Acte I - Scène V



Les Mêmes, la Môme, cachée, Madame Petypon

Madame Petypon (surgissant de droite, pan coupé. Elle porte un plateau avec la théière, le sucrier et la tasse sur sa soucoupe. Sans regarder les deux hommes, elle descend jusqu'à la table déposer son plateau )
Voilà le thé ! J'ai envoyé Etienne acheter un citron.

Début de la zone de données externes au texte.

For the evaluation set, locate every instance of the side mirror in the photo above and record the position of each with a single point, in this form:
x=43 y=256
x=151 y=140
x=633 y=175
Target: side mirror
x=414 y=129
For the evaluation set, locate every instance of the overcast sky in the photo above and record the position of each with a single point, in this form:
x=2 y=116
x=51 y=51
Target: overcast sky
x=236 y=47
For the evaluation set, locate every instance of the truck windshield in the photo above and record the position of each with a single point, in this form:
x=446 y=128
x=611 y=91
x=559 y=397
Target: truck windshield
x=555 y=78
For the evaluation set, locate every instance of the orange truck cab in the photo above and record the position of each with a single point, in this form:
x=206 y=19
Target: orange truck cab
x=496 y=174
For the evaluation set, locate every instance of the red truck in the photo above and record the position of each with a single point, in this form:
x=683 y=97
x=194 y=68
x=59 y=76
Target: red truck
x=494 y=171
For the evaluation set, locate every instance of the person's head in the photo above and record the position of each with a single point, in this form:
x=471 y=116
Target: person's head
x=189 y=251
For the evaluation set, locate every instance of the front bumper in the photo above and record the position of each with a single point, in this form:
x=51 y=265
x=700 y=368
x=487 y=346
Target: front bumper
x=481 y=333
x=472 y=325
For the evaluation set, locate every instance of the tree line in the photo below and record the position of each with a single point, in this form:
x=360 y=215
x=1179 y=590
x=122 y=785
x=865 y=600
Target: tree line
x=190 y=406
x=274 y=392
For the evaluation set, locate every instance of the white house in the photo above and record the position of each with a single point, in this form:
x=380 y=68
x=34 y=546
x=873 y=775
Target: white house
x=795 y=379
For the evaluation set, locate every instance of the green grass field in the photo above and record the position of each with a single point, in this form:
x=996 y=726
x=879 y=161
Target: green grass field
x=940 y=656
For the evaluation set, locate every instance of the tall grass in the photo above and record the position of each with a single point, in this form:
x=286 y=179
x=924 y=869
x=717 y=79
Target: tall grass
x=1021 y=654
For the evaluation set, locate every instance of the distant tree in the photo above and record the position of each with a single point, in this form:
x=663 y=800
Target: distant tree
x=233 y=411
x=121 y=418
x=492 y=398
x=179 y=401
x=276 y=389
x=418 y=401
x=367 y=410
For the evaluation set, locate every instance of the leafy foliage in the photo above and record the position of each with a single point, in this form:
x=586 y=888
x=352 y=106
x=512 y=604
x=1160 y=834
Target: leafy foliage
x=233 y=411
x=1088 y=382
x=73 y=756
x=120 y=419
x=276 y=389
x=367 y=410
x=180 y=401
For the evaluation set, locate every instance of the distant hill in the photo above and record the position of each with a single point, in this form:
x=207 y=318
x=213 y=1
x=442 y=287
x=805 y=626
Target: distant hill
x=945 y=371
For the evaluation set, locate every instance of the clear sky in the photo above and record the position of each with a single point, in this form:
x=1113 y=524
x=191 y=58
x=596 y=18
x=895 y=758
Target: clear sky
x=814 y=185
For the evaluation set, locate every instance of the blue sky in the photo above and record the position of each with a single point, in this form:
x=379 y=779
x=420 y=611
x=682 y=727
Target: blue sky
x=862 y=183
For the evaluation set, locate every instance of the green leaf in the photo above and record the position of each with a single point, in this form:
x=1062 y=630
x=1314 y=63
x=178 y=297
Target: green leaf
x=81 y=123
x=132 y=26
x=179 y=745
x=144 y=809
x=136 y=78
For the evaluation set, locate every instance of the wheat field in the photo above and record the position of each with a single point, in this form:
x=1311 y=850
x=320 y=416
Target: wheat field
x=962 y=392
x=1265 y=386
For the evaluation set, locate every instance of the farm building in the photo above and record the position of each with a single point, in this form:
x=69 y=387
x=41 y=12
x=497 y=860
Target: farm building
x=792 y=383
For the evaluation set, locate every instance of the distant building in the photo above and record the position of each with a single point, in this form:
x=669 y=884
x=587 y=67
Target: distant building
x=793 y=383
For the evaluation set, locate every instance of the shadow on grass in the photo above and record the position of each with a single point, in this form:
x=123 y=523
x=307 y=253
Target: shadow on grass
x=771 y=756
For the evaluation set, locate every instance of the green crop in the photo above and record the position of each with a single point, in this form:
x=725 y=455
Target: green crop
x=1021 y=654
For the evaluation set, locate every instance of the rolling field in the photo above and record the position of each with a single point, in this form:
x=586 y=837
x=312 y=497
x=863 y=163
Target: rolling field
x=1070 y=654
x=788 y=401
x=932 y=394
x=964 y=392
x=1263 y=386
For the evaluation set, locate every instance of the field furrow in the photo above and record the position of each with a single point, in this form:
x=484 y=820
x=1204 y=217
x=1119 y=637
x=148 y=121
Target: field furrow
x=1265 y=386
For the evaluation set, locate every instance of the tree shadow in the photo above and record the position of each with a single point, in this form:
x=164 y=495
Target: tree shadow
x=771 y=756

Petypon (affolé et l'œil toujours sur sa femme ; profitant de ce qu'elle ne regarde pas pour dire très haut par l'interstice des deux tapisseries, afin de prévenir la Môme )
Ma femme ! hum ! hum !… Madame Petypon, ma femme !

Mongicourt (même jeu )
Sa femme ! Madame Petypon !

Madame Petypon (étonnée, se retourne vers son mari, puis, traversant la scène en riant de façon à passer n° 1 )
Eh bien quoi ? Tu me présentes au docteur, maintenant ?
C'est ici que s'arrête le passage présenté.